Slowly she backed away from the window. The man outside immediately extended his hands with a gesture that a child would have understood. Supplication. Kitty paused, naturally. But did the man mean it? Might it not be some trick to lure her into opening the window? And what was he doing outside there anyhow? Her mind, freed from the initial hypnosis of the encounter, began to work quickly. If she ran from the kitchen to call for help he might be gone when she returned, only to come back when she was again alone.
Once more the man executed that gesture, his palms upward. It was Latin; she was aware of that, for she was always encountering it in the halls. Another gesture. She understood this also. The tips of the fingers bunched and dabbed at the lips. She had seen Italian children make the gesture and cry: "Ho fame!" Hungry. But she could not let him into the kitchen. Still, if he were honestly hungry - She had it!
In the kitchen-table drawer was an imitation revolver - press the trigger, and a fluted fan was revealed - a dance favour she had received during the winter.
She plucked it out of the drawer and walked bravely to the window, which she threw up.
"What do you want? What are you doing out there on the fire escape?" she instantly demanded to know.
"My word, I am hungry! I was looking out of the window across the way and saw you preparing your dinner. A bit of bread and a glass of milk. Would you mind, I wonder?"
"Why didn't you come to the door then? What window?" Kitty was resolute; once she embarked upon an enterprise.
"Where is Mr. Gregory?" Kitty recalled that odd letter.
"Gregory? I should very much like to know. I have come many miles to see him. He sent me a duplicate key.
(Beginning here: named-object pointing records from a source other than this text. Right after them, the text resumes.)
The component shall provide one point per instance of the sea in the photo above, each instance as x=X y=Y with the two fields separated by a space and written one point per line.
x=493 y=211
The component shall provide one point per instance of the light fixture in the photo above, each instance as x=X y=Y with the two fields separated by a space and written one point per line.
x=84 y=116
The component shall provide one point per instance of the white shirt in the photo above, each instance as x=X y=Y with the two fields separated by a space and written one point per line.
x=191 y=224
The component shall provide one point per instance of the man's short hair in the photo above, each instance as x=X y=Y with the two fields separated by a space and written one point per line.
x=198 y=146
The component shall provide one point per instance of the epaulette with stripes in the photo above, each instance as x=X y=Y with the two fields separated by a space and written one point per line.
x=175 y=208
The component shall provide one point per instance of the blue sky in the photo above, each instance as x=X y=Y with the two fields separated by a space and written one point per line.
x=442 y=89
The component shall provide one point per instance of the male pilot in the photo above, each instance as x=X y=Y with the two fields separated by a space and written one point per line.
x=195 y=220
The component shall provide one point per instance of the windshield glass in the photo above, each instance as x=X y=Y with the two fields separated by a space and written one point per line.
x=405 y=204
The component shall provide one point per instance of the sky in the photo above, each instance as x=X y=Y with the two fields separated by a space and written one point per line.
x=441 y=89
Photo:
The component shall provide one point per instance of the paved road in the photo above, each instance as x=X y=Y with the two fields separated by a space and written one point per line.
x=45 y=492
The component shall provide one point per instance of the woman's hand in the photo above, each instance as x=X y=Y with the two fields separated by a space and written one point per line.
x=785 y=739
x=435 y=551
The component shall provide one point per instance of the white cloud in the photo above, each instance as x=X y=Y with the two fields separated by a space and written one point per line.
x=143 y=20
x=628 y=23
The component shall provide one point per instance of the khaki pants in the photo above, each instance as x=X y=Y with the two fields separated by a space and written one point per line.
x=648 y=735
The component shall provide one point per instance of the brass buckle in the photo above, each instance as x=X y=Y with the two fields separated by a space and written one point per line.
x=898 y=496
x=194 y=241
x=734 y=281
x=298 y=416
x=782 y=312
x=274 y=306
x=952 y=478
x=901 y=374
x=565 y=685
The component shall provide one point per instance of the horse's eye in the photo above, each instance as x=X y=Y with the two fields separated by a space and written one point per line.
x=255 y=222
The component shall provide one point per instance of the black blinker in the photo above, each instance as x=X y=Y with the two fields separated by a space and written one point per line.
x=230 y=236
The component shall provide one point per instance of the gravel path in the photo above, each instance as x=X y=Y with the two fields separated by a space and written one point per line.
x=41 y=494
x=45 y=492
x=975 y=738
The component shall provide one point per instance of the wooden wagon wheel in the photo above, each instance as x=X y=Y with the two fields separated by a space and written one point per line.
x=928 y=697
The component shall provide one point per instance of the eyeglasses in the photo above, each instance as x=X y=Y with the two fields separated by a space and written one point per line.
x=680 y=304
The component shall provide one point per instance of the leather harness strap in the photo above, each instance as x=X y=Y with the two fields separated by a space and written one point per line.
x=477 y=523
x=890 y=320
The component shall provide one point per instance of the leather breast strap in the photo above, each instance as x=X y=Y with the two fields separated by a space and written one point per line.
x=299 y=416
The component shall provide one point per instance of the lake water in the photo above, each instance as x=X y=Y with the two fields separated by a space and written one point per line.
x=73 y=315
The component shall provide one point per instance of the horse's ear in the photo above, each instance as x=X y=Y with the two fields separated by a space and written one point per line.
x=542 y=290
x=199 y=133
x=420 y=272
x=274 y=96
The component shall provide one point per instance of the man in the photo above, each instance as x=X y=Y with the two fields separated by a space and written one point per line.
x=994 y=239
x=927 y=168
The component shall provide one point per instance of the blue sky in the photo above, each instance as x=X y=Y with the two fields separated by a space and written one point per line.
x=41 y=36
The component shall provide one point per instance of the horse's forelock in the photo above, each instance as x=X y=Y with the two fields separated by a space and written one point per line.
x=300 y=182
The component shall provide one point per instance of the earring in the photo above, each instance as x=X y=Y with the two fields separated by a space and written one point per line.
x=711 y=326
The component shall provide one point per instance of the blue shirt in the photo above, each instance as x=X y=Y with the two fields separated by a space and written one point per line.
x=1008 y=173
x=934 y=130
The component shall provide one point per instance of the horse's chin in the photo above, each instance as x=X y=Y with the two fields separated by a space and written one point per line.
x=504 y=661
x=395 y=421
There was not even a crust in the cupboard."
Gregory away? That letter! Something had happened to that poor, kindly old man. "Why did you not seek some restaurant? Or have you no money?"
"I have plenty. I was afraid that I might not be able conveniently to return. I am a stranger. My actions might be viewed with suspicion."
"Indeed! Describe Mr. Gregory."
Not of the clinging kind, evidently, he thought. A raving beauty - Diana domesticated!
"It is four years since I saw him. He was then gray, dapper, and erect. A mole on his chin, which he rubs when he talks. He is a valet in one of the fashionable hotels. He is - or was - the only true friend I have in New York."
"Was? What do you mean?"
"I'm afraid something has happened to him. I found his bedroom things tossed about."
"What could possibly happen to a harmless old man like Mr. Gregory?"
"Pardon me, but your egg is burning !"
Kitty wheeled and lifted off the pan, choking in the smother of smoke. She came right-about face swiftly enough. The man had not moved; and that decided her.
"Come in. I will give you something to eat. Sit in that chair by the window, and be careful not to stir from it. I'm a good shot," lied Kitty, truculently. "Frankly, I do not like the looks of this."
"I do look like a burglar, what?" He sat down in the chair meekly. Food and a human being to talk to! A lovely, self-reliant American girl, able to take care of herself. Magnificent eyes - slate blue, with thick, velvety black lashes. Irish.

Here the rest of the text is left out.